--- a/src/Pure/Thy/thy_parse.ML Wed Oct 19 21:52:38 2005 +0200
+++ /dev/null Thu Jan 01 00:00:00 1970 +0000
@@ -1,567 +0,0 @@
-(* Title: Pure/Thy/thy_parse.ML
- ID: $Id$
- Author: Markus Wenzel, TU Muenchen
-
-The parser for *old-style* theory files.
-*)
-
-infix 5 -- --$$ $$-- ^^;
-infix 3 >>;
-infix 0 ||;
-
-signature THY_PARSE =
-sig
- type token
- val !! : ('a -> 'b * 'c) -> 'a -> 'b * 'c
- val >> : ('a -> 'b * 'c) * ('b -> 'd) -> 'a -> 'd * 'c
- val || : ('a -> 'b) * ('a -> 'b) -> 'a -> 'b
- val -- : ('a -> 'b * 'c) * ('c -> 'd * 'e) -> 'a -> ('b * 'd) * 'e
- val ^^ : ('a -> string * 'b) * ('b -> string * 'c) -> 'a -> string * 'c
- val $$ : string -> token list -> string * token list
- val $$-- : string * (token list -> 'b * 'c) -> token list -> 'b * 'c
- val --$$ : ('a -> 'b * token list) * string -> 'a -> 'b * token list
- val ident: token list -> string * token list
- val long_ident: token list -> string * token list
- val long_id: token list -> string * token list
- val type_var: token list -> string * token list
- val type_args: token list -> string list * token list
- val nat: token list -> string * token list
- val string: token list -> string * token list
- val verbatim: token list -> string * token list
- val empty: 'a -> 'b list * 'a
- val optional: ('a -> 'b * 'a) -> 'b -> 'a -> 'b * 'a
- val repeat: ('a -> 'b * 'a) -> 'a -> 'b list * 'a
- val repeat1: ('a -> 'b * 'a) -> 'a -> 'b list * 'a
- val enum: string -> (token list -> 'a * token list)

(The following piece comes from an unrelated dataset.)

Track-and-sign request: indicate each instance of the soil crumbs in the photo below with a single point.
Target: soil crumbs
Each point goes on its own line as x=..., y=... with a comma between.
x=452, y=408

- -> token list -> 'a list * token list
- val enum1: string -> (token list -> 'a * token list)
- -> token list -> 'a list * token list
- val list: (token list -> 'a * token list)
- -> token list -> 'a list * token list
- val list1: (token list -> 'a * token list)
- -> token list -> 'a list * token list
- val name: token list -> string * token list
- val sort: token list -> string * token list
- val typ: token list -> string * token list
- val opt_infix: token list -> string * token list
- val opt_mixfix: token list -> string * token list
- val opt_witness: token list -> string * token list
- val const_decls: token list -> string * token list
- type syntax
- val get_lexicon: syntax -> Scan.lexicon;
- val make_syntax: string list ->
- (string * (token list -> (string * string) * token list)) list -> syntax
- val parse_thy: syntax -> string list -> string
- val section: string -> string -> (token list -> string * token list)
- -> (string * (token list -> (string * string) * token list))
- val axm_section: string -> string
- -> (token list -> (string * string list) * token list)
- -> (string * (token list -> (string * string) * token list))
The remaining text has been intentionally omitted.